04 [WHY NOT KILL ME?]

45 9 0
                                        

Ariana duduk di kursinya, menatap Kaze yang sedang sibuk dengan dokumen di depannya. Mereka berada di ruang kerja pria itu, ruangan yang terasa dingin dan penuh ketegangan.

Sejak kejadian terakhir, dia mulai mengamati setiap detail tentang Kaze. Dan satu hal yang terus menghantui pikirannya adalah kematian Tante Sasa.

Dia menarik napas, lalu memberanikan diri bertanya.

"Kenapa Anda membunuh Tante Sasa?"

Tangan Kaze berhenti di atas dokumen. Suasana ruangan mendadak sunyi.

Ariana menunggu, berharap mendapat jawaban. Tapi Kaze hanya meletakkan pulpennya, lalu menatapnya dengan ekspresi datar.

"Bukan urusanmu," jawabnya singkat.

Ariana mengernyit. "Tapi—"

"Jangan ulangi pertanyaan itu lagi."

Nada suaranya tajam, penuh peringatan. Tatapan Kaze begitu dingin, seakan memberi tahu bahwa topik ini tidak boleh disentuh.

Ariana ingin mendesak lebih jauh, tapi sesuatu dalam cara Kaze menatapnya membuatnya mengurungkan niat.

Tanpa mengatakan apa-apa lagi, pria itu kembali fokus pada dokumennya, seolah pertanyaannya tadi tak pernah ada.

Ariana mengepalkan tangannya.
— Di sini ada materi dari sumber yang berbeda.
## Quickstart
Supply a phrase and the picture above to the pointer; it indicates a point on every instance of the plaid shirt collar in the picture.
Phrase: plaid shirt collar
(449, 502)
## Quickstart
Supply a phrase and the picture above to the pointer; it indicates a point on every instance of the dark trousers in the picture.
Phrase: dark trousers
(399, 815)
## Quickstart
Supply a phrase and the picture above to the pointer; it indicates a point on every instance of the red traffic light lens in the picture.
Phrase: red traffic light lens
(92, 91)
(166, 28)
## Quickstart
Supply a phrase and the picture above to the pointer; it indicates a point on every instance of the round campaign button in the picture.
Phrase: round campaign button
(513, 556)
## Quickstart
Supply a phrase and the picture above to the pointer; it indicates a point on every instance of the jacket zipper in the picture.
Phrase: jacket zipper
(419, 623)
Dia tahu Kaze menyembunyikan sesuatu. Tapi apa?

---

Malamnya…

Ariana tak bisa tidur.

Hawa di ruangan terasa pengap, pikirannya dipenuhi tanda tanya.

Saat dia bangkit untuk mencari udara segar, langkahnya terhenti di depan jendela.

Di luar, di teras belakang, dia melihat Kaze.

Pria itu duduk di kursi, satu tangan menopang dahinya, sementara tangan satunya menggenggam rokok yang menyala redup.

Asap putih melayang di udara, sesekali terhembus angin malam.

Tapi bukan rokoknya yang menarik perhatian Ariana.

Melainkan ekspresi Kaze.

Dia terlihat... lelah.

Tidak ada seringai liciknya, tidak ada tatapan tajam yang penuh perhitungan. Hanya seorang pria yang terjebak dalam pikirannya sendiri.

Beban apa yang dia pikul?

Kenapa dia terlihat begitu… hampa?

Ariana menatapnya lebih lama. Ini pertama kalinya dia melihat Kaze dalam keadaan seperti ini.

Dan untuk pertama kalinya… dia merasa ragu.

Apakah pria ini benar-benar seorang pembunuh tanpa hati?

Atau ada sesuatu yang lebih dalam yang belum dia pahami?

Ariana berdiri diam di balik jendela, memperhatikan Kaze yang masih tenggelam dalam pikirannya. Cahaya temaram dari rokok di tangannya berkedip-kedip dalam gelap.

Akhirnya, dorongan dalam dirinya menang. Dia melangkah keluar dengan hati-hati, angin malam yang dingin menerpa kulitnya.

Kaze tidak langsung menyadari kehadirannya. Pria itu tetap duduk diam, tatapannya kosong menembus kegelapan.

Ariana berhenti di sampingnya, menjaga jarak, lalu berbicara dengan suara pelan.

"Anda terlihat berbeda."

Kaze menghela napas, membuang asap rokoknya ke udara. "Bagaimana?"

Ariana ragu sejenak sebelum menjawab, "Seperti seseorang yang memiliki banyak beban."